At a side event organised by China National Nuclear Corporation and the China Atomic Energy Authority at the International Atomic Energy Agency’s (IAEA’s) conference on Climate Change and the Role of Nuclear Power, the role of innovative technologies was highlighted, along with China’s rapid expansion of nuclear power plants.
China leads the way in installed capacity, with 48 reactors in operation and nine under construction, according to the IAEA’s Power Reactor Information System (PRIS). It has included nuclear power along with renewable energy sources in its nationally determined contribution (NDC) towards achieving the goals to limit global warming under the 2016 Paris Agreement.

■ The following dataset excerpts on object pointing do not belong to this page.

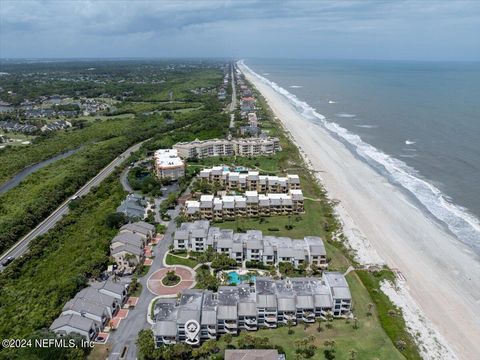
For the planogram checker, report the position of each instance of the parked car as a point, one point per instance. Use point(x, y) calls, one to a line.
point(8, 260)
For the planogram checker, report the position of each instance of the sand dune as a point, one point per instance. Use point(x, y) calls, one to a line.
point(442, 275)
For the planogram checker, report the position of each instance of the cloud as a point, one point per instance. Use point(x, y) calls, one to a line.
point(228, 28)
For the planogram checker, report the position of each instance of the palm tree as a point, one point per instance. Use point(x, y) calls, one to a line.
point(289, 325)
point(353, 354)
point(355, 323)
point(369, 307)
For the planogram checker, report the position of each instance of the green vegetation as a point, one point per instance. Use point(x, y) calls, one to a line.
point(32, 289)
point(138, 107)
point(173, 259)
point(40, 193)
point(171, 279)
point(362, 335)
point(144, 180)
point(390, 317)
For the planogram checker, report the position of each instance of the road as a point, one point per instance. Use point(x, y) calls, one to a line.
point(233, 104)
point(22, 245)
point(127, 333)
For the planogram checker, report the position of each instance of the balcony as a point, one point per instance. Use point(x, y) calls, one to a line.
point(270, 325)
point(231, 325)
point(308, 316)
point(169, 340)
point(270, 318)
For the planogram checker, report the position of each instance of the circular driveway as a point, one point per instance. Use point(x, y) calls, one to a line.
point(187, 280)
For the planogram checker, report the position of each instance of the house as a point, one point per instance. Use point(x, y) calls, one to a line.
point(116, 290)
point(250, 205)
point(93, 311)
point(127, 257)
point(127, 248)
point(68, 324)
point(253, 354)
point(254, 146)
point(134, 207)
point(168, 164)
point(250, 246)
point(141, 228)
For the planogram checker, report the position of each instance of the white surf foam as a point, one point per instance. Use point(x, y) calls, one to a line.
point(345, 115)
point(367, 126)
point(458, 219)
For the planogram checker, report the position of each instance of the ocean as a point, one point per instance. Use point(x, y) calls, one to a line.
point(416, 123)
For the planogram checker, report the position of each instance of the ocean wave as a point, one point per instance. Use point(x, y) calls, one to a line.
point(408, 155)
point(367, 126)
point(345, 115)
point(458, 219)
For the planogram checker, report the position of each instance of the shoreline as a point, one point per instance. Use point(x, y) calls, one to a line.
point(442, 278)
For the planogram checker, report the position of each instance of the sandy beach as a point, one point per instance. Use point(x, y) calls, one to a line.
point(441, 275)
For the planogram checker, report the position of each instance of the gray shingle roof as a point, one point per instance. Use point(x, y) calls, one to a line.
point(128, 238)
point(81, 305)
point(74, 321)
point(165, 328)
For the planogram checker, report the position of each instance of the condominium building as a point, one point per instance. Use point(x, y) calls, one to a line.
point(250, 180)
point(168, 164)
point(226, 147)
point(201, 315)
point(251, 245)
point(251, 204)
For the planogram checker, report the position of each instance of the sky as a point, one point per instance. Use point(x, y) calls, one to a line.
point(342, 29)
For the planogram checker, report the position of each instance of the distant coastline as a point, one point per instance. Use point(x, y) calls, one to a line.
point(383, 226)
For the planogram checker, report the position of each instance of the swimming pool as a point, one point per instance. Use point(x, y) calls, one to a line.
point(235, 279)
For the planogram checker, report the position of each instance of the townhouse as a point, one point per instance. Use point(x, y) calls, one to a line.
point(251, 204)
point(128, 247)
point(90, 310)
point(249, 180)
point(251, 245)
point(168, 164)
point(254, 146)
point(200, 315)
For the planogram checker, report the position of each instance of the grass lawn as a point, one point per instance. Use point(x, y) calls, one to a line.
point(16, 139)
point(374, 339)
point(104, 117)
point(175, 260)
point(99, 352)
point(369, 340)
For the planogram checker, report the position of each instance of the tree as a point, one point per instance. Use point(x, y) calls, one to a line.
point(353, 354)
point(115, 220)
point(286, 268)
point(329, 317)
point(329, 352)
point(289, 325)
point(369, 309)
point(228, 338)
point(355, 323)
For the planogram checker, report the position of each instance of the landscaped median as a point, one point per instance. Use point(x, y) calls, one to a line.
point(180, 259)
point(157, 284)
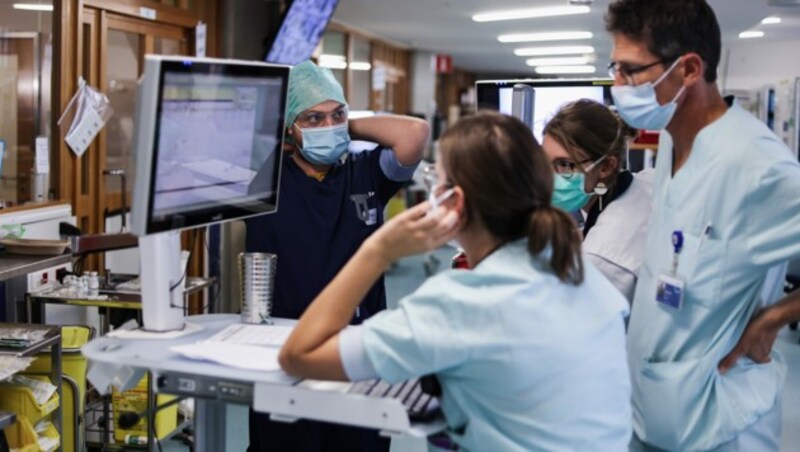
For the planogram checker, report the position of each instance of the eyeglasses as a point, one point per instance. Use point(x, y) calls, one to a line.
point(567, 167)
point(317, 118)
point(627, 72)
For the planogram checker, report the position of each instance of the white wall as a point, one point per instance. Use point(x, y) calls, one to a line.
point(752, 64)
point(423, 82)
point(748, 67)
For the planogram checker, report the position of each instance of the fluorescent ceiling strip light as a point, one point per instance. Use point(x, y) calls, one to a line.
point(530, 13)
point(751, 34)
point(332, 61)
point(565, 61)
point(565, 70)
point(33, 7)
point(558, 50)
point(360, 66)
point(552, 36)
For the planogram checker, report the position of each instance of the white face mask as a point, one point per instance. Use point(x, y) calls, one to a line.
point(435, 201)
point(639, 107)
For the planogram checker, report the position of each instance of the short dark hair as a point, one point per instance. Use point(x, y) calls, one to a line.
point(589, 126)
point(670, 28)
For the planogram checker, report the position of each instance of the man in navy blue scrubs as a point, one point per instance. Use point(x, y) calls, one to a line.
point(330, 201)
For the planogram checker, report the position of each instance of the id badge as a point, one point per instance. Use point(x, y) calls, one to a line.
point(669, 291)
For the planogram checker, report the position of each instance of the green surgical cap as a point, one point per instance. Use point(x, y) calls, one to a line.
point(310, 85)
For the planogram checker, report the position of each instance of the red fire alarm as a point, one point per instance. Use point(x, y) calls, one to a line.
point(444, 64)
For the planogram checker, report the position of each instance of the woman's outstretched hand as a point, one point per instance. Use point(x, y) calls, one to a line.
point(417, 230)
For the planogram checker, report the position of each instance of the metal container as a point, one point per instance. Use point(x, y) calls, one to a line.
point(257, 280)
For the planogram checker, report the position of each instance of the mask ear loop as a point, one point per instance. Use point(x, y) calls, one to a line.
point(600, 188)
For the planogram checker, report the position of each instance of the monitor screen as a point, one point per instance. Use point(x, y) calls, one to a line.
point(208, 142)
point(549, 96)
point(301, 30)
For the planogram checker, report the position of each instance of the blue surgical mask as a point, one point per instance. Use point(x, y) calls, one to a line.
point(325, 145)
point(639, 107)
point(568, 194)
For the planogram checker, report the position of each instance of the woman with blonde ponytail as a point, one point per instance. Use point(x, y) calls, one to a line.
point(528, 345)
point(585, 142)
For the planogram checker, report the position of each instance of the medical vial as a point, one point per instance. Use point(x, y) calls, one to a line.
point(93, 284)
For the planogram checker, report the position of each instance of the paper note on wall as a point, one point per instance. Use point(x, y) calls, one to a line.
point(201, 32)
point(82, 135)
point(42, 155)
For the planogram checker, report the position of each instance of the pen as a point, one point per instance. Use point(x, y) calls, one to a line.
point(706, 233)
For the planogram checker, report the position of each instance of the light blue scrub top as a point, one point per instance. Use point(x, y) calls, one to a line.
point(744, 182)
point(525, 361)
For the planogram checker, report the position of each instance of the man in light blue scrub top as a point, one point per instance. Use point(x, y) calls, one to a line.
point(727, 209)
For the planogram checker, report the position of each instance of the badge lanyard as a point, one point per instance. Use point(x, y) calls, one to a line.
point(671, 286)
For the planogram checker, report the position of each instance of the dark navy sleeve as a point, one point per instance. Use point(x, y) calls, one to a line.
point(386, 186)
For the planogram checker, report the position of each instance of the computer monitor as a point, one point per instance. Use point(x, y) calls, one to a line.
point(301, 29)
point(208, 145)
point(549, 96)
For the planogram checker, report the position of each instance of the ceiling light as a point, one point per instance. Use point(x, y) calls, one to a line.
point(33, 7)
point(332, 61)
point(530, 13)
point(751, 34)
point(360, 66)
point(552, 36)
point(565, 70)
point(558, 50)
point(567, 61)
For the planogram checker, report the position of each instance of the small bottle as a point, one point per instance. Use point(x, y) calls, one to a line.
point(94, 284)
point(135, 439)
point(83, 284)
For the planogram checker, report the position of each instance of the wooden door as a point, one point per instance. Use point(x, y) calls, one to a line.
point(105, 41)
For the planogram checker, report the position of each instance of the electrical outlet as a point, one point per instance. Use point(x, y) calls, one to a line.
point(46, 278)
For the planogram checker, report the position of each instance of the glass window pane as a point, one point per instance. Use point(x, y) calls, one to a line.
point(361, 71)
point(123, 72)
point(25, 67)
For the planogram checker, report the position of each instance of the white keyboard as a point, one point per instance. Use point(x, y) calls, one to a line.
point(132, 285)
point(240, 333)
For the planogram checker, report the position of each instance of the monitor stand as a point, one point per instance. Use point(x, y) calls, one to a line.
point(162, 282)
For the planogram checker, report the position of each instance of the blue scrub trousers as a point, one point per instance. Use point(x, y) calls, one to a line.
point(763, 436)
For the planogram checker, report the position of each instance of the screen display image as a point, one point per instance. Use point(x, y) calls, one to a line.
point(301, 30)
point(214, 135)
point(209, 136)
point(549, 96)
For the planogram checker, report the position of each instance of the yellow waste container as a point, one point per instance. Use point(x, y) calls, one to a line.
point(73, 365)
point(135, 401)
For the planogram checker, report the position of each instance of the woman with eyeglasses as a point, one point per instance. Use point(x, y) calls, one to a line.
point(331, 201)
point(528, 345)
point(585, 142)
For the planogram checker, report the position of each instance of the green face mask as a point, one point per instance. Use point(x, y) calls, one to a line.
point(568, 194)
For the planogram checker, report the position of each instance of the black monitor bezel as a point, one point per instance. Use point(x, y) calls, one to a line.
point(220, 213)
point(482, 85)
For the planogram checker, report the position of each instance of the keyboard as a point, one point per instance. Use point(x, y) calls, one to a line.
point(132, 285)
point(420, 406)
point(247, 334)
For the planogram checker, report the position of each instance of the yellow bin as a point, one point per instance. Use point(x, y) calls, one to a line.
point(73, 365)
point(135, 400)
point(22, 437)
point(20, 400)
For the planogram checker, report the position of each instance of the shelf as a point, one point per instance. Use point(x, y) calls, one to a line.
point(53, 337)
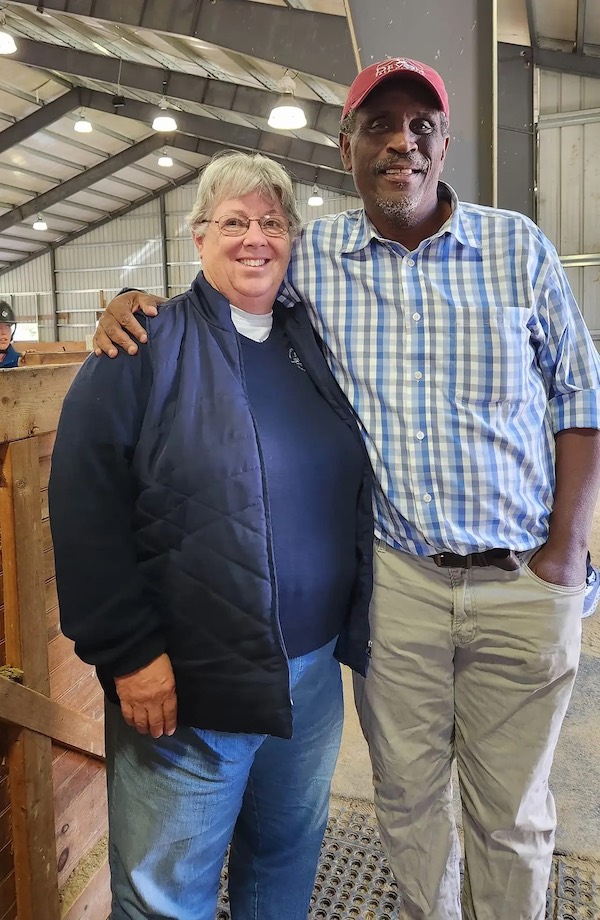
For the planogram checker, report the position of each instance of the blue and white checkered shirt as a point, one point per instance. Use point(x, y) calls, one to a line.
point(462, 359)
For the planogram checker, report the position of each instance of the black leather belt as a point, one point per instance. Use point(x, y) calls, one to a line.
point(502, 558)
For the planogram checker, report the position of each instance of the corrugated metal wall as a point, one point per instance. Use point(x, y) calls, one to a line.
point(29, 291)
point(127, 252)
point(90, 270)
point(569, 181)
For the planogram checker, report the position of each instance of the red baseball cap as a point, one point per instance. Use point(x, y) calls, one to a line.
point(375, 74)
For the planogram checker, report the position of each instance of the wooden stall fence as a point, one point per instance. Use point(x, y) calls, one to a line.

China is scaling up its low carbon energy capacity through various sources including solar, wind and hydroelectric, with plans to have at least 53 GWe of installed nuclear power capacity by 2020.
“The Chinese government is committed to reducing the carbon dioxide emissions per unit of GDP by 60-65% compared with 2005 levels by 2030,” said China Atomic Energy Authority (CAEA) Chairman Kejian Zhang. “In 2018, China’s nuclear power generation amounted to 286.5TWh, accounting for 15.83% of China’s non-fossil energy generation.” This is equivalent to avoiding the combustion of 88.24 million tonnes of standard coal and the emission of 230 million tonnes of carbon dioxide, 750 000 tonnes of sulphur dioxide and 650 000 tonnes of nitrogen oxides, he added.
Nuclear power currently provides about 4% of China’s electricity. However, as part of China’s plans to generate 20% of its electricity from non-fossil sources by 2030, its share is expected to rise to as much as 10% over the next decade. In addition to scaling up its nuclear power capacity, China is developing new reactor technologies and exploring the potential for increased use of non-electric applications of nuclear power, including district heating and seawater desalination.
One such technology is the HTR-PM, a high-temperature gas-cooled reactor (HTGR), which is cooled by helium and can reach temperatures of up to 750 degrees Celsius. “The HTGR demonstration project with fourth-generation technology has made steady progress, and this reactor will be capable of hydrolytic hydrogen production and high-temperature process heat,” said Zhang. “We have also recently completed the preliminary design of a pool-type, low-temperature heat reactor, the DHR-400, which may be used for district heating.” Work on a small modular reactor (SMR) design, the ACP-100, is also well underway, he added. SMRs are much smaller and more flexible than traditional nuclear reactors and could be deployed in remote regions with more modest needs for electricity.